Tom Barrasso grew up in the town of Stow, Massachusetts, playing ice hockey on an outdoor rink. He started playing goalie when he was only 5 years old and by the time he was a teenager, playing in net for Acton-Boxborough high school with fellow NHL players Bob Sweeney and Jeff Norton, Barrasso was considered one of the most promising American goaltending prospects of all time. He was drafted by the Buffalo Sabres with the 5th overall pick in 1983, the highest goaltender to be selected in the NHL Entry Draft until 1997, when Roberto Luongo was taken 4th overall. Skipping a college career, he went straight from high school to the NHL where he exceeded all expectations. At the time of his debut with the Sabres on October 5, 1983, less than six months after graduating from high school, Barrasso was the youngest goaltender to play and win a game in the NHL since Harry Lumley nearly forty years prior. He won the Calder Trophy and Vezina Trophy in his first season, becoming the third player to win both awards in the same year.

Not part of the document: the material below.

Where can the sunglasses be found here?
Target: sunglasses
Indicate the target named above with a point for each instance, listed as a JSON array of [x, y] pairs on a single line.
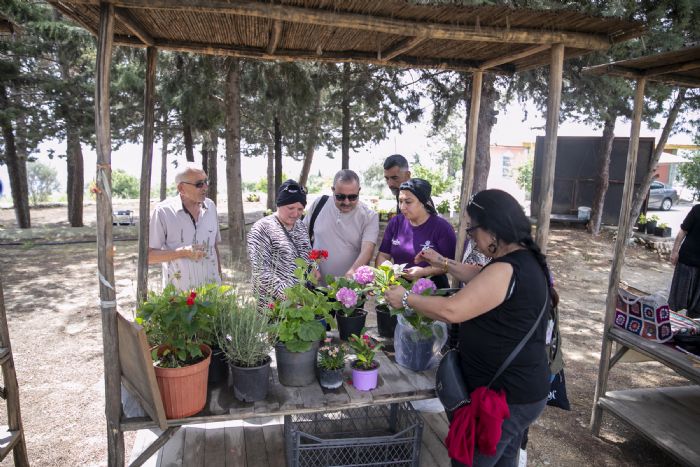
[[199, 184], [341, 197]]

In 1988, the Sabres traded Barrasso to the Pittsburgh Penguins where he won two Stanley Cups, in 1991 and 1992. It was his outstanding play in these Cup runs that established him as a "money goalie", someone who could deliver wins when it counted the most. In the following years, Barrasso almost entirely missed two seasons, the 1994–95 NHL season and the 1996–97 NHL season with injuries but came back with good performances in the next years. In 1997 he became the first American goaltender to record 300 NHL wins. A fiercely proud competitor, in his later seasons in Pittsburgh he developed a strained relationship with the local media whom he felt were disrespectful of him and his family.